Untuk menjembatani kesenjangan ini, Bapak Lam menyarankan bahwa lembaga pelatihan membutuhkan "revolusi" dalam metode pengajaran. Oleh karena itu, perlu ada pergeseran yang signifikan dari pengajaran "pengetahuan tetap" ke pengembangan kompetensi profesional dan keterampilan adaptif; merancang program berdasarkan pembelajaran berbasis proyek, membangun skenario dunia nyata, dan memperbarui konten dalam interval pendek untuk mengikuti tren teknologi. Kolaborasi erat dengan bisnis e-commerce untuk menyediakan kesempatan magang dan pekerjaan awal bagi mahasiswa merupakan faktor kunci.
Selain tekanan untuk memperoleh keterampilan yang dibutuhkan, munculnya kecerdasan buatan (AI) dan otomatisasi juga menimbulkan kecemasan di kalangan pelajar tentang risiko digantikan. Menanggapi kekhawatiran ini, Bapak Phan Thanh Lam menyatakan bahwa AI dan otomatisasi tidak "menghilangkan pekerjaan," tetapi lebih tepatnya menghilangkan pekerjaan bernilai rendah di bidang e-commerce. Sebaliknya, mereka menciptakan banyak peluang baru di posisi yang membutuhkan pemikiran kritis, kreativitas, dan kemampuan manajemen sistem digital.
Menurut Bapak Lam, risiko PHK terutama terjadi di kalangan pekerja yang melakukan tugas berulang, bergantung pada operasi manual, kurang memahami data, dan tidak mampu beradaptasi. Sebaliknya, peluang akan terbuka lebar bagi personel yang tahu cara menggabungkan kekuatan manusia dengan AI, dalam posisi seperti analisis data bisnis, administrasi sistem AI, optimasi platform e-commerce, perencanaan strategi pemasaran digital, dan manajemen rantai pasokan cerdas.
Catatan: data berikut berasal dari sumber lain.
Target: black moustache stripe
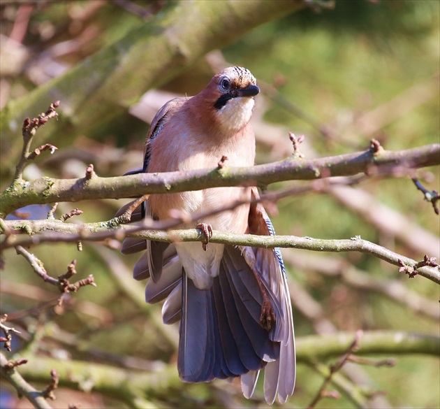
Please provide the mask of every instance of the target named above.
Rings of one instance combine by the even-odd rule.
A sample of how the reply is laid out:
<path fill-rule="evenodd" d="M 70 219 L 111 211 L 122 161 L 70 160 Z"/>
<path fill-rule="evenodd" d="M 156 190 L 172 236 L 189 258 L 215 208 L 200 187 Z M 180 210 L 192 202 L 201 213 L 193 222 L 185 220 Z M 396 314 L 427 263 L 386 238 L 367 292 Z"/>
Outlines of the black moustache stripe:
<path fill-rule="evenodd" d="M 233 98 L 233 96 L 229 94 L 229 92 L 228 92 L 228 94 L 223 94 L 215 101 L 214 107 L 217 109 L 221 109 L 225 105 L 226 105 L 226 102 Z"/>

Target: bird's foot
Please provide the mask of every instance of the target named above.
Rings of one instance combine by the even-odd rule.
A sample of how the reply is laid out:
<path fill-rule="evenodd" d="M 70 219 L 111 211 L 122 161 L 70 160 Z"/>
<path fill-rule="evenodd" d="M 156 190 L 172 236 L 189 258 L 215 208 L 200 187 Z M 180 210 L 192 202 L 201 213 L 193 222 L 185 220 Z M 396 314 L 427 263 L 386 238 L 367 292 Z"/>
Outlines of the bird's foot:
<path fill-rule="evenodd" d="M 277 322 L 277 317 L 270 300 L 265 292 L 263 294 L 263 303 L 261 303 L 261 315 L 260 316 L 260 324 L 267 332 L 270 331 L 272 323 Z"/>
<path fill-rule="evenodd" d="M 206 251 L 207 243 L 210 243 L 210 238 L 212 237 L 212 226 L 207 223 L 199 223 L 197 225 L 197 229 L 200 229 L 202 231 L 202 234 L 205 236 L 205 242 L 202 243 L 202 246 L 203 250 Z"/>

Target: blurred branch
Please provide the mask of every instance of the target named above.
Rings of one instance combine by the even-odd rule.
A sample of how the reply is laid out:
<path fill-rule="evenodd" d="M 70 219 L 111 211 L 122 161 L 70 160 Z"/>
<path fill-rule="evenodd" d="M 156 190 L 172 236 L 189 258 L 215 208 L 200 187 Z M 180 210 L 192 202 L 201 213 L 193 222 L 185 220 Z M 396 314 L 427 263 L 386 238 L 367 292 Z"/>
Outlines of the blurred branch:
<path fill-rule="evenodd" d="M 439 165 L 440 145 L 427 145 L 399 151 L 381 150 L 351 153 L 311 160 L 287 159 L 249 168 L 224 166 L 166 173 L 139 173 L 115 178 L 89 179 L 43 178 L 15 183 L 0 194 L 0 215 L 29 204 L 78 201 L 98 199 L 136 197 L 145 194 L 199 190 L 238 185 L 267 185 L 275 182 L 313 180 L 359 173 L 377 174 L 406 168 Z M 219 158 L 220 159 L 221 158 Z"/>
<path fill-rule="evenodd" d="M 413 178 L 412 180 L 417 189 L 423 194 L 425 200 L 431 203 L 435 214 L 438 215 L 439 206 L 437 206 L 437 202 L 440 200 L 439 192 L 437 190 L 428 190 L 426 189 L 417 178 Z"/>
<path fill-rule="evenodd" d="M 18 254 L 22 254 L 29 264 L 31 264 L 37 275 L 41 278 L 45 282 L 48 282 L 49 284 L 57 287 L 61 294 L 76 292 L 80 288 L 85 285 L 96 287 L 92 274 L 90 274 L 87 278 L 80 280 L 73 284 L 70 282 L 69 279 L 76 274 L 76 270 L 75 268 L 76 260 L 72 261 L 67 266 L 67 273 L 59 275 L 58 278 L 54 278 L 47 274 L 41 261 L 37 259 L 33 254 L 31 254 L 21 245 L 15 246 L 15 250 Z"/>
<path fill-rule="evenodd" d="M 51 232 L 42 233 L 35 236 L 35 244 L 46 242 L 71 242 L 78 240 L 99 241 L 110 236 L 123 238 L 125 236 L 138 237 L 155 241 L 173 242 L 203 241 L 205 237 L 194 229 L 173 230 L 169 232 L 154 230 L 135 231 L 131 226 L 121 225 L 117 229 L 108 230 L 105 223 L 87 223 L 81 225 L 61 223 L 52 220 L 5 220 L 3 223 L 8 229 L 18 231 L 24 231 L 29 234 L 42 233 L 47 230 Z M 146 228 L 145 226 L 143 228 Z M 139 230 L 138 227 L 135 229 Z M 54 233 L 57 231 L 57 233 Z M 8 239 L 0 243 L 3 250 L 17 245 L 13 239 L 15 235 L 10 235 Z M 12 238 L 13 241 L 10 241 Z M 32 243 L 32 237 L 27 239 L 27 244 Z M 211 243 L 233 244 L 235 245 L 263 247 L 292 247 L 319 252 L 360 252 L 369 254 L 395 266 L 402 266 L 402 262 L 417 273 L 440 284 L 440 271 L 438 266 L 421 266 L 418 268 L 418 261 L 392 252 L 382 246 L 374 244 L 359 237 L 345 240 L 322 240 L 310 237 L 295 236 L 255 236 L 251 234 L 233 234 L 214 231 Z"/>
<path fill-rule="evenodd" d="M 311 336 L 297 339 L 298 362 L 314 364 L 346 352 L 353 342 L 353 333 Z M 401 331 L 365 331 L 356 355 L 424 354 L 437 357 L 440 340 L 434 336 Z M 20 371 L 34 382 L 50 382 L 50 372 L 56 368 L 59 386 L 81 389 L 86 382 L 89 390 L 111 394 L 126 401 L 140 396 L 161 399 L 170 390 L 186 387 L 174 366 L 152 373 L 115 368 L 108 365 L 80 361 L 59 361 L 43 357 L 29 357 L 29 364 Z M 222 381 L 215 381 L 216 382 Z M 203 387 L 200 385 L 200 387 Z"/>
<path fill-rule="evenodd" d="M 313 399 L 311 402 L 310 402 L 310 403 L 309 403 L 309 405 L 307 406 L 307 409 L 312 409 L 323 398 L 329 396 L 329 392 L 327 390 L 328 385 L 330 385 L 330 382 L 332 382 L 332 378 L 334 378 L 335 374 L 338 371 L 339 371 L 342 368 L 342 366 L 344 366 L 344 365 L 349 361 L 349 358 L 350 357 L 350 356 L 358 350 L 358 348 L 359 347 L 359 341 L 360 340 L 362 335 L 362 331 L 358 331 L 355 336 L 354 340 L 349 347 L 348 350 L 344 354 L 344 357 L 342 357 L 342 358 L 341 358 L 339 361 L 336 364 L 330 366 L 328 373 L 325 377 L 324 382 L 323 382 L 322 386 L 318 391 L 316 395 Z M 330 394 L 330 396 L 332 396 L 332 394 Z M 367 402 L 365 401 L 365 399 L 362 400 L 360 400 L 358 397 L 355 396 L 353 393 L 349 393 L 349 396 L 352 401 L 354 401 L 356 407 L 365 408 L 368 408 Z M 337 398 L 338 396 L 337 395 L 335 395 L 335 394 L 332 394 L 332 397 Z"/>
<path fill-rule="evenodd" d="M 0 113 L 2 161 L 10 162 L 19 154 L 16 134 L 22 118 L 38 112 L 54 98 L 64 102 L 63 124 L 52 124 L 43 138 L 47 141 L 62 134 L 63 144 L 68 145 L 78 134 L 90 134 L 125 112 L 147 89 L 169 81 L 211 50 L 306 6 L 298 0 L 169 2 L 156 18 L 10 101 Z"/>
<path fill-rule="evenodd" d="M 23 361 L 22 363 L 24 364 L 25 362 Z M 51 409 L 52 406 L 49 405 L 44 398 L 44 393 L 38 392 L 34 387 L 27 383 L 15 369 L 16 366 L 14 365 L 14 362 L 8 361 L 3 353 L 0 352 L 0 371 L 1 375 L 15 388 L 19 395 L 26 396 L 34 405 L 34 407 L 37 409 Z M 22 368 L 24 367 L 22 366 Z M 47 373 L 50 373 L 51 371 L 50 369 Z M 52 382 L 52 378 L 48 378 L 47 380 Z"/>
<path fill-rule="evenodd" d="M 298 362 L 316 362 L 346 353 L 353 342 L 353 332 L 309 336 L 296 340 Z M 365 331 L 355 355 L 406 355 L 423 354 L 438 357 L 438 336 L 394 331 Z"/>
<path fill-rule="evenodd" d="M 330 257 L 317 257 L 316 255 L 309 255 L 305 252 L 298 254 L 295 252 L 293 254 L 291 251 L 283 252 L 283 258 L 286 262 L 302 271 L 314 271 L 325 275 L 339 278 L 351 287 L 381 294 L 399 304 L 406 306 L 414 313 L 423 314 L 436 320 L 440 319 L 437 301 L 427 299 L 411 291 L 400 281 L 379 278 L 357 269 L 346 260 Z M 295 292 L 295 294 L 291 296 L 292 300 L 298 299 L 297 292 L 300 290 L 295 287 L 292 291 Z M 297 304 L 296 302 L 295 303 Z M 298 304 L 298 306 L 299 304 L 308 305 L 308 302 Z M 306 311 L 313 311 L 314 308 L 307 308 L 304 310 L 303 313 L 307 313 Z M 311 320 L 315 319 L 313 316 L 306 316 Z"/>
Untuk menghindari tergantikan oleh mesin, Wakil Kepala Sekolah Khoi Viet International Vocational School merekomendasikan agar siswa membekali diri dengan lima kompetensi inti: berpikir digital dan kemampuan bekerja dengan AI (mengetahui cara memerintah, mengontrol, dan mengoptimalkan hasil dari AI); keterampilan pengambilan keputusan berbasis data; kreativitas dan kemampuan perencanaan strategis; berpikir holistik untuk memahami sepenuhnya rantai operasional; dan sikap belajar sepanjang hayat, siap untuk memperbarui teknologi baru.
Menurut pemegang gelar Master, Lam Van Quan, e-commerce benar-benar "bidang studi era ini," tetapi menuntut pola pikir yang sepenuhnya baru dari para pembelajar. Era kursus cepat kaya atau pemikiran penjualan oportunistik telah berakhir. Era baru adalah milik mereka yang memiliki pola pikir ekosistem, yang menguasai teknologi dan memiliki kemampuan untuk beradaptasi dengan perubahan yang konstan. Inilah kunci untuk membantu kaum muda tidak hanya mendapatkan pekerjaan tetapi juga membangun karier yang berkelanjutan.